About five years ago, Seattle administrators directed teachers to use TERC-like classroom based assessments. I remember contemplating how to get my second graders to write about how they knew that 3+9=12. Somehow I knew the authorities would not react favorably to the reply from a few of my students, "I've known this stuff since kindergarten." So, I invited one of the designers of the assessment into my class to teach two one-hour lessons. I watched as many of my usually enthusiastic second graders mentally dropped out of the lessons. I was thankful the children did not misbehave, but one by one, their eyes glazed over and their minds slipped into daydreaming and restlessness. We simply cannot afford to have children experience school in this way.

The Seattle School District has correctly identified parents as the children's first teachers. However, one of the most devastating aspects of TERC and its middle school counterpart, Connected Math, is the attack on the children's first teachers. The omission of standard computational methods, the lack of standard terminology, the lack of textbooks (there are NO TEXTBOOKS for children), the deliberate lack of examples, all work against the parents' attempts to help their children. What does this do to the achievement gap? Only children whose parents have advanced math backgrounds or can afford tutoring will be able to address the inevitable gaps left by TERC.

Even though TERC's teachers' manuals repeatedly claim to be "based on years of research,? the U. S. Department of Education has ruled that none of the constructivist math programs, including TERC, are research-based. None of their so-called "research" met even minimum standards of statistics and controls.

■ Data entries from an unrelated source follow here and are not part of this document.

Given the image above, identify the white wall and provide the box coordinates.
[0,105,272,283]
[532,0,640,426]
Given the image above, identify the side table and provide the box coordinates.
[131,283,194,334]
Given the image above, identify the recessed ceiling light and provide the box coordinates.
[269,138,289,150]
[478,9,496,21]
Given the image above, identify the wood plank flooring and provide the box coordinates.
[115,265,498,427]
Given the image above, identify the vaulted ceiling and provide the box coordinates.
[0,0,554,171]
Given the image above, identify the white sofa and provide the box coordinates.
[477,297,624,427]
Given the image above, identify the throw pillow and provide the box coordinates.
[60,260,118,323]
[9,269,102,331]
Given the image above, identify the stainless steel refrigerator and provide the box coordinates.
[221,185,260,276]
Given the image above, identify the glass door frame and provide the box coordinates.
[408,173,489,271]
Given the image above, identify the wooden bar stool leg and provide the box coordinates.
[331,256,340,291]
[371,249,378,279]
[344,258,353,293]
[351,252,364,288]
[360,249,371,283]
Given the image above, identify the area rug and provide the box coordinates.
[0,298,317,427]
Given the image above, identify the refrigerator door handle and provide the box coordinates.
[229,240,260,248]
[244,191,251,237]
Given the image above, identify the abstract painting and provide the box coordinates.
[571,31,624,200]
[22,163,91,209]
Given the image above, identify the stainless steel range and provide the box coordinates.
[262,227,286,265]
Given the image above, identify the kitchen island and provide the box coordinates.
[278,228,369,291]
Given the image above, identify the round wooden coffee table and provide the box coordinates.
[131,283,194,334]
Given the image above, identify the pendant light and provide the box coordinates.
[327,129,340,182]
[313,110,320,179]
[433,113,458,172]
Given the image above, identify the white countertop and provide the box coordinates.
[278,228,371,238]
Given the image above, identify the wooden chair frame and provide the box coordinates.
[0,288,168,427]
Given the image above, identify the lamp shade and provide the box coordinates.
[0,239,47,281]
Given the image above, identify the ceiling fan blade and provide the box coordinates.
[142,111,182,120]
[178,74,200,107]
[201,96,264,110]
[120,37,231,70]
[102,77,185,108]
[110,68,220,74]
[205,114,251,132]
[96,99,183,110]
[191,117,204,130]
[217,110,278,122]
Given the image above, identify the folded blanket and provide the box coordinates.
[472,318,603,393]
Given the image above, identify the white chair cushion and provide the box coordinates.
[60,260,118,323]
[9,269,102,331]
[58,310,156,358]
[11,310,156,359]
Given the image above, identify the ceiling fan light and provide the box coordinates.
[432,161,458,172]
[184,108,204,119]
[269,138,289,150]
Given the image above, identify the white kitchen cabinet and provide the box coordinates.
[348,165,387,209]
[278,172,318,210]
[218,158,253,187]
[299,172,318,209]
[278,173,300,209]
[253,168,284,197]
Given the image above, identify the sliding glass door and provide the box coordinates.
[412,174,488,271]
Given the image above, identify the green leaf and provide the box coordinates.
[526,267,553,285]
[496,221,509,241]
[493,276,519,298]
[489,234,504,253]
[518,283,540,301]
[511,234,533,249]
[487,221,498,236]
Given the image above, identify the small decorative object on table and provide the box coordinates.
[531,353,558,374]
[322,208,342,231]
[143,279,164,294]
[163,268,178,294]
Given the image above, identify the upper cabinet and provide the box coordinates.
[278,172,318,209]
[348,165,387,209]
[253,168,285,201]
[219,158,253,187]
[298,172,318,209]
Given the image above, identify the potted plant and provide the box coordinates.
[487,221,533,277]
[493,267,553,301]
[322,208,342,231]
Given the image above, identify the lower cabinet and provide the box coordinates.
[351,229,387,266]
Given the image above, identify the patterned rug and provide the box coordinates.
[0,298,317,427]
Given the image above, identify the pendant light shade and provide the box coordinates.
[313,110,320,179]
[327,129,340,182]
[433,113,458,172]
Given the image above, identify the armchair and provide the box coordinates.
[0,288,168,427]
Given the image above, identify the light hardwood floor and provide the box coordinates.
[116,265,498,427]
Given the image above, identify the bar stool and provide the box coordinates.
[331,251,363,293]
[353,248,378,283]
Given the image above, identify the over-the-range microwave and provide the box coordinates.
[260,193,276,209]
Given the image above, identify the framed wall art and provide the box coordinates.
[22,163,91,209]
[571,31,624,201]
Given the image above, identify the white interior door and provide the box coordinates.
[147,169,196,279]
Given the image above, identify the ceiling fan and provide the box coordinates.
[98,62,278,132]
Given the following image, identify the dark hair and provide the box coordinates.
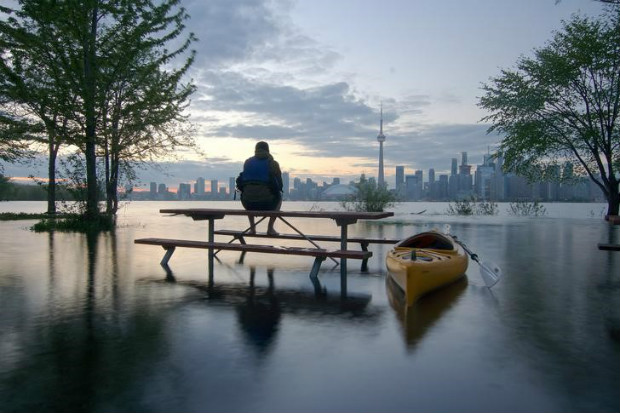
[254,141,269,152]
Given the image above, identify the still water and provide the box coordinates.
[0,202,620,413]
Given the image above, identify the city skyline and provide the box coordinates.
[4,0,604,189]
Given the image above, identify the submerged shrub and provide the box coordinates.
[508,201,547,217]
[30,214,115,232]
[340,175,396,212]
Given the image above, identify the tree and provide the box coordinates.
[0,0,195,218]
[479,6,620,215]
[100,1,195,213]
[340,174,396,212]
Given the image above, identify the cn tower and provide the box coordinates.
[377,105,385,186]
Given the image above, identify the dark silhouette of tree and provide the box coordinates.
[479,8,620,215]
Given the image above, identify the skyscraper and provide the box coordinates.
[377,105,385,186]
[396,165,405,195]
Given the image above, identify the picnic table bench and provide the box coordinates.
[598,215,620,251]
[214,229,400,271]
[134,208,395,296]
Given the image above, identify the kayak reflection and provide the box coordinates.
[385,277,468,350]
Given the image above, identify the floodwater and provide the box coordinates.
[0,202,620,413]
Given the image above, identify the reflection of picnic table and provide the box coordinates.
[134,208,397,295]
[598,215,620,251]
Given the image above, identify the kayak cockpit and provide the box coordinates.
[395,232,454,250]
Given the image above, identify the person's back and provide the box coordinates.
[237,141,282,234]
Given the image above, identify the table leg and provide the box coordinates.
[340,224,348,298]
[208,218,215,286]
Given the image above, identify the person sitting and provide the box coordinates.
[236,141,282,235]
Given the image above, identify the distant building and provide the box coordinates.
[194,177,205,196]
[177,183,192,201]
[228,176,237,199]
[282,172,291,199]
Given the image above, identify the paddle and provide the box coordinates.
[452,235,502,288]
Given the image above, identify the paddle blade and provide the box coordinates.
[479,262,502,288]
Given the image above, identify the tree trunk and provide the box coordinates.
[84,5,99,220]
[47,140,58,215]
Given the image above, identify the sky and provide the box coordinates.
[4,0,604,188]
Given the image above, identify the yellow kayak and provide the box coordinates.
[385,231,468,306]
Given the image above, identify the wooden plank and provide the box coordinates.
[598,243,620,251]
[605,215,620,225]
[159,208,394,220]
[214,229,400,244]
[134,238,372,260]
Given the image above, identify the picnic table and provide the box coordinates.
[134,208,398,295]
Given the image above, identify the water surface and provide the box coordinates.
[0,202,620,412]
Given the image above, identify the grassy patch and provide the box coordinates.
[30,214,115,232]
[0,212,58,221]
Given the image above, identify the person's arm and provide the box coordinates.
[271,159,284,192]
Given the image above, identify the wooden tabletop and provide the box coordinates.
[159,208,394,223]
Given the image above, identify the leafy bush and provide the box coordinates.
[508,201,547,217]
[340,175,396,212]
[447,196,499,215]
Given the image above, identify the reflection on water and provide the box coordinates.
[0,203,620,412]
[385,276,467,350]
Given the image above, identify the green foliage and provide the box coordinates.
[479,7,620,214]
[446,196,499,215]
[0,0,196,216]
[508,201,547,217]
[340,175,396,212]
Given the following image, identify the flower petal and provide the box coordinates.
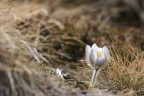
[92,43,99,52]
[85,45,91,63]
[103,46,110,61]
[90,49,97,65]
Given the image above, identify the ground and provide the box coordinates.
[0,0,144,96]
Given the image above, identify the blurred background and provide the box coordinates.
[0,0,144,96]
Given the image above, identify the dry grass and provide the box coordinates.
[99,43,144,95]
[0,0,144,96]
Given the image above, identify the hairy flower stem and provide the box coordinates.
[90,68,99,87]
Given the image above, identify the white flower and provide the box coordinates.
[86,44,110,67]
[56,68,63,79]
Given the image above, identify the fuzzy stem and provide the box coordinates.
[90,68,100,87]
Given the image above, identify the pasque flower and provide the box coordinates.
[86,44,110,67]
[86,44,110,87]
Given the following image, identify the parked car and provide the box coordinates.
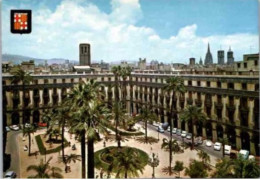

California was one of the first states to adopt constructivist programs like TERC and was also the first to decisively reject them because of the soaring need for remediation. California test scores in schools which reinstated sound math programs in 1998, dramatically surpassed the schools which retained TERC-like programs. Furthermore, the dramatic rise held true for ALL demographic profiles. The California Curriculum, rich in pre-algebra fundamentals, is the ideal choice for Seattle if we want a curriculum based on real research and sound common sense practices.